I WOKE UP, which was nice. I was blinking up at a ceiling I'd seen before, but couldn't quite place. I was not in the room that I remembered last. This room was painted an off-white, and there were pipes in the ceiling. Pipes… that should have meant something, but I was still a little fuzzy around the edges.

" 'She wakes; and I entreated her come forth, and bear this work of heaven with patience.'"

I knew who it was before he stepped beside the bed. "Requiem." I smiled up at him, and reached out to him with my right hand; the other one was full of needles. Reaching for him made my stomach ache a little, but not that bad. It made me wonder how long I'd been out, or what drugs were coming through the IV tube. Requiem took my hand in his and bent over it to lay a kiss on the back. I was happy to see him. Hell, I was happy to see anyone. "I don't know the quote," I said.
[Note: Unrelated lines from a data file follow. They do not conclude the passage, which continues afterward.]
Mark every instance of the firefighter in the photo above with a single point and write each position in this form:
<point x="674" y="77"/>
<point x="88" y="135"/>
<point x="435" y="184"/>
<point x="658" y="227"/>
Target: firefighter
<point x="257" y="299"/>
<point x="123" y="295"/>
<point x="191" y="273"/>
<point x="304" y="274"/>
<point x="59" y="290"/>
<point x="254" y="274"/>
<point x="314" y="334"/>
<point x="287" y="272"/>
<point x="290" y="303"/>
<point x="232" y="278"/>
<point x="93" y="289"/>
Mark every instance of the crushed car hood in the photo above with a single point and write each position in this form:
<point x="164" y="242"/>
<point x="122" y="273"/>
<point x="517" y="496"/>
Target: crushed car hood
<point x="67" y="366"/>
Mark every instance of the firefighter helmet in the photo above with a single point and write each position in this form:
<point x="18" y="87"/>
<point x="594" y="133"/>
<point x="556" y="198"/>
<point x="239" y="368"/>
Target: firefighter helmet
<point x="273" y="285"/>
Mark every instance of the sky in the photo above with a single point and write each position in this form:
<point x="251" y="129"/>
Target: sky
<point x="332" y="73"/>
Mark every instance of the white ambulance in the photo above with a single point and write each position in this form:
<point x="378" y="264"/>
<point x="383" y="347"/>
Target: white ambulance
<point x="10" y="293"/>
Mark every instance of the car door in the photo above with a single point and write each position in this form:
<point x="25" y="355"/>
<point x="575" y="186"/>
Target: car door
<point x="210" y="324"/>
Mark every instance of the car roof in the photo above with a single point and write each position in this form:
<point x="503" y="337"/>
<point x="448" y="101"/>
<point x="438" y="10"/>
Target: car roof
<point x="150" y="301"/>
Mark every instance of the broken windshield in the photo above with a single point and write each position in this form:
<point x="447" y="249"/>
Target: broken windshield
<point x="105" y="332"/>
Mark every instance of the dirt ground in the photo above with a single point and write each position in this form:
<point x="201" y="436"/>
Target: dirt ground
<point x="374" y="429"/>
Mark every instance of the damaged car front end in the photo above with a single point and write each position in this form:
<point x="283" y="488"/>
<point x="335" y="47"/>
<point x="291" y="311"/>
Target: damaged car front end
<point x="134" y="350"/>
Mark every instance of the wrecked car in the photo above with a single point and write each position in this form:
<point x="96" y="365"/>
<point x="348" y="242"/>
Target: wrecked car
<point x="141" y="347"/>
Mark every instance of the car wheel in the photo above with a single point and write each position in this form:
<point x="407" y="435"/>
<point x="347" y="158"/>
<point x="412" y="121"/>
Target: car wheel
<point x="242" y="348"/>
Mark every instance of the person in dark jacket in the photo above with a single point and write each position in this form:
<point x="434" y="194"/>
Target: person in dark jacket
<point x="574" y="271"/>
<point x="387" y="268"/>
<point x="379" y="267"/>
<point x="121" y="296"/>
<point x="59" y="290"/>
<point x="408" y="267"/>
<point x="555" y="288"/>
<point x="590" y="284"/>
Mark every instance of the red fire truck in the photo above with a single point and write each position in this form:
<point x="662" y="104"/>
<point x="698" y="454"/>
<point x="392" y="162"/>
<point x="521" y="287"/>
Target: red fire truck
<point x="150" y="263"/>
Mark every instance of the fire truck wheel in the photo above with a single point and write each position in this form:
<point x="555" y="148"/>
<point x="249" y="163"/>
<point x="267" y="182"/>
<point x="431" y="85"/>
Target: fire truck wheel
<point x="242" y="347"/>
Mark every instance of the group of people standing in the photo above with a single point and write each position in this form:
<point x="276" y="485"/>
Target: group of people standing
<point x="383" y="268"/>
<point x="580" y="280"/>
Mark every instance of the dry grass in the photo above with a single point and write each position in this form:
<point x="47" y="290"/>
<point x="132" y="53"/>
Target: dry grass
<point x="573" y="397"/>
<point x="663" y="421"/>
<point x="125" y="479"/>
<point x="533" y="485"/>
"The words of a worthless friar," he said.

"Sorry, still a little fuzzy," I said.

He held my hand underneath his cloak, against his chest. His blue, blue eyes glittered in the overhead fluorescents. "Perhaps this will help: 'A glooming peace this morning with it brings; The sun for sorrow will not show his head. Go hence, to have more talk of these sad things; Some shall be pardon'd, and some punished; For never was a story…' "

I finished with him. "'… of more woe than this of Juliet and her Romeo.'"

He laughed then, and it transformed his face from a thing of cold beauty to something livable, lovable, more touchable. "You should laugh more often, it becomes you," I said.

The laughter leeched away, as if the two reddish tears that slid down the white perfection of his cheeks stole his joy away as they fell down his face. By the time the tears melted into the dark line of his beard, his face had its usual melancholy handsomeness.

I'd been happy to take his hand. Happy to touch someone I cared for, but there was something in the weight of that ocean-blue-and-green gaze that made me take my hand back. I had other lovers who would look at me that way, but the look in his eyes was one that Requiem had not earned, or that our relationship didn't deserve. He was Requiem, he wasn't a light comedic sort of person; no, he was definitely a lover of tragedies.

"Where's Jean-Claude?"

"Did you expect him to wait by your bedside?"

"Maybe."

"He and Asher are busy elsewhere, together. I was left to tend you while they had more important things to do."

I stared at him. Was it on purpose? Was he trying to make me doubt them? I'd nearly died, and was still hooked up to tubes; fuck it, I'd ask. "Are you implying that they're having sex together somewhere, and that that is more important to them than me?"

He looked down; I think he was trying to be coy. "They are off together, and they left me to tend you. I think the situation speaks for itself."